Ações para reduzir a expansão da doença “podem reduzir a mortalidade e, ao mesmo tempo, serem economicamente benéficas”.

O que o estudo sinaliza para a pandemia de 2020?

Os autores do estudo afirmam que “há lições importantes da gripe de 1918 para a pandemia atual de covid-19 (nome da doença causada pelo coronavírus)”. Eles reconhecem, porém, que há alguns limites na comparação do contexto atual com o de um século atrás.

Estimativas indicam que a taxa de mortalidade da gripe espanhola é maior que a da covid-19, especialmente entre trabalhadores mais jovens, o que sugere que o impacto econômico da pademia de 1918 pode ter sido maior.

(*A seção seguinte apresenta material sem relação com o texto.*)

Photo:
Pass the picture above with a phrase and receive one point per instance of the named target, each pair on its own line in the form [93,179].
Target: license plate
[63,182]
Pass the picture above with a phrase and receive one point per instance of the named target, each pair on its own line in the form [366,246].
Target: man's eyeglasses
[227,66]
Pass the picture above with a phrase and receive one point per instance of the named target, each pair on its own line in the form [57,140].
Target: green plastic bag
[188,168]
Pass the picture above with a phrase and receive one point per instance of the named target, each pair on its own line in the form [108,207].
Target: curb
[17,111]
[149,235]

Além disso, elementos importantes da economia atual — como o avanço de tecnologias de comunicação, o crescimento do setor de serviços e a grande complexidade da cadeia mundial de fornecedores — não estavam presentes em 1918 e, por isso, não são capturados na análise econômica da pandemia de gripe espanhola.

Profissionais de saúde durante a gripe espanhola em St. Louis
Image captionAs autoridades da cidade de Saint Louis intervieram rapidamente e reduziram a taxa de mortalidade

O pesquisador Marcelo Medeiros, professor visitante na Universidade de Princeton, nos Estados Unidos, também aponta limitações no estudo para entender a crise do coronavírus no Brasil, já que a economia do país de hoje é muito diferente da americana em 1918.

“Estamos vivendo uma crise sem precedentes. Por isso, nada do passado serve de referência exata para o nosso futuro. A gente ainda sequer conhece os detalhes dessa epidemia, que pode progredir em várias direções diferentes”, pondera.

Feita essa ressalta, Medeiros considera que devemos “prestar atenção no recado que o estudo dá”, em especial para analisar como diferentes países estarão posicionados para se recuperar após a pandemia.

“O país que tomar a decisão de se proteger bem agora, controlar a epidemia o máximo possível, vai ter uma vantagem em termos globais. Ao sair mais rápido e menos abalado da crise, vai entrar numa posição de vantagem na economia internacional”, afirma ele.

Medeiros cita como exemplo a Alemanha, que já anunciou medidas contra crise que somam mais de 30% do seu PIB.

“A Alemanha está agindo massivamente para combater a epidemia e os efeitos da recessão causada por ela. Está claramente com uma estratégia de avançar em posições na geopolítica global, no seu poder econômico, saindo de uma crise em boas condições”, avalia.

Para Medeiros, é um processo semelhante com o que ocorreu com os Estados Unidos após a 2ª Guerra Mundial (1939-1945), conflito que devastou especialmente as potências europeias.

“Em alguma medida a gente já observou isso no passado. Foi o que aconteceu quando os Estados Unidos saíram da 2ª Guerra sem destruição do seu capital físico. Eles se tornaram rapidamente a maior potência mundial”, compara.